SUPPLEMENT NO. 004 EMPLOYEE COMPENSATION

Government Service Insurance System vs. Calumpiano,

G.R. No. 196102, November 26, 2014

1. When court stenographer’s hypertension and resulting glaucoma considered compensable.

In Government Service Insurance System v. Baul, it was held:

Cerebro-vascular accident and essential hypertension are considered as occupational diseases under Nos. 19 and 29, respectively, of Annex “A” of the Implementing Rules of P.D. No. 626, as amended. Thus, it is not necessary that there be proof of causal relation between the work and the illness which resulted in the respondent’s disability. The open-ended Table of Occupational Diseases requires no proof of causation. In general, a covered claimant suffering from an occupational disease is automatically paid benefits.

However, although cerebro-vascular accident and essential hypertension are listed occupational diseases, their compensability requires compliance with all the conditions set forth in the Rules.
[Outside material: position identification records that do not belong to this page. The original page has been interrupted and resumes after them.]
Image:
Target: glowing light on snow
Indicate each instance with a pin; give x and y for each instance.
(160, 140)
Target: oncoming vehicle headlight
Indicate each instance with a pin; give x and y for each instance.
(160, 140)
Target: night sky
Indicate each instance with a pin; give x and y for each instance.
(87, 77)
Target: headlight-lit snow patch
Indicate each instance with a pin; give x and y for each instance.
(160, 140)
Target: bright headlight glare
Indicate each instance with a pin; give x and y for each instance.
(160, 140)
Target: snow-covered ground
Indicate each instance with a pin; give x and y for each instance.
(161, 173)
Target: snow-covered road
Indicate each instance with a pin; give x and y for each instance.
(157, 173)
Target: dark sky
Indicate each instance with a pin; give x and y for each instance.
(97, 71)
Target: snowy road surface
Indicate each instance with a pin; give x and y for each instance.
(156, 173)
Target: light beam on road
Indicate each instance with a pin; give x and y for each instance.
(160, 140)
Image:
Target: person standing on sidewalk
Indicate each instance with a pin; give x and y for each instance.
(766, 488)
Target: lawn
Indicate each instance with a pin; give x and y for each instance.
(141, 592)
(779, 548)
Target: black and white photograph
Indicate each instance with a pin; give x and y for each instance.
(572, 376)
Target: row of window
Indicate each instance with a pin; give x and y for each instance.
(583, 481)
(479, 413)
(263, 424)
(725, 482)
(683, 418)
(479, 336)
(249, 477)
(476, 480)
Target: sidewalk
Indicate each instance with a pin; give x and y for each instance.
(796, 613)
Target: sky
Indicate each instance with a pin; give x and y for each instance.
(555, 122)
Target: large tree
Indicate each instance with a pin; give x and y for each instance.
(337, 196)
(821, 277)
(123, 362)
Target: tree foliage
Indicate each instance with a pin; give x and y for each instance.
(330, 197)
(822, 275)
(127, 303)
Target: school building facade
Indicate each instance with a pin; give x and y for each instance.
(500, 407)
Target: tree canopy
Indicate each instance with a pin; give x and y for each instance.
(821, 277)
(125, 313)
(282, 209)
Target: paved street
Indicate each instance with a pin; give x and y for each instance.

In short, both are qualified occupational diseases. For cerebro-vascular accident, the claimant must prove the following: (1) there must be a history, which should be proved, of trauma at work (to the head specifically) due to unusual and extraordinary physical or mental strain or event, or undue exposure to noxious gases in industry; (2) there must be a direct

connection between the trauma or exertion in the course of the employment and the cerebro-vascular attack; and (3) the trauma or exertion then and there caused a brain hemorrhage. On the other hand, essential hypertension is compensable only if it causes impairment of function of body organs like kidneys, heart, eyes and brain, resulting in permanent disability, provided that, the following documents substantiate it: (a) chest X-ray report; (b) ECG report; (c) blood chemistry report; (d) funduscopy report; and (e) C-T scan.

EMPLOYEE STATUS

Manalo, et. al. vs. TNS Philippines, Inc., G.R. No. 208567, November 26, 2014

1. Regular employees, not project employees; project employment scheme circumvented the law and prevented employees from attaining regular status.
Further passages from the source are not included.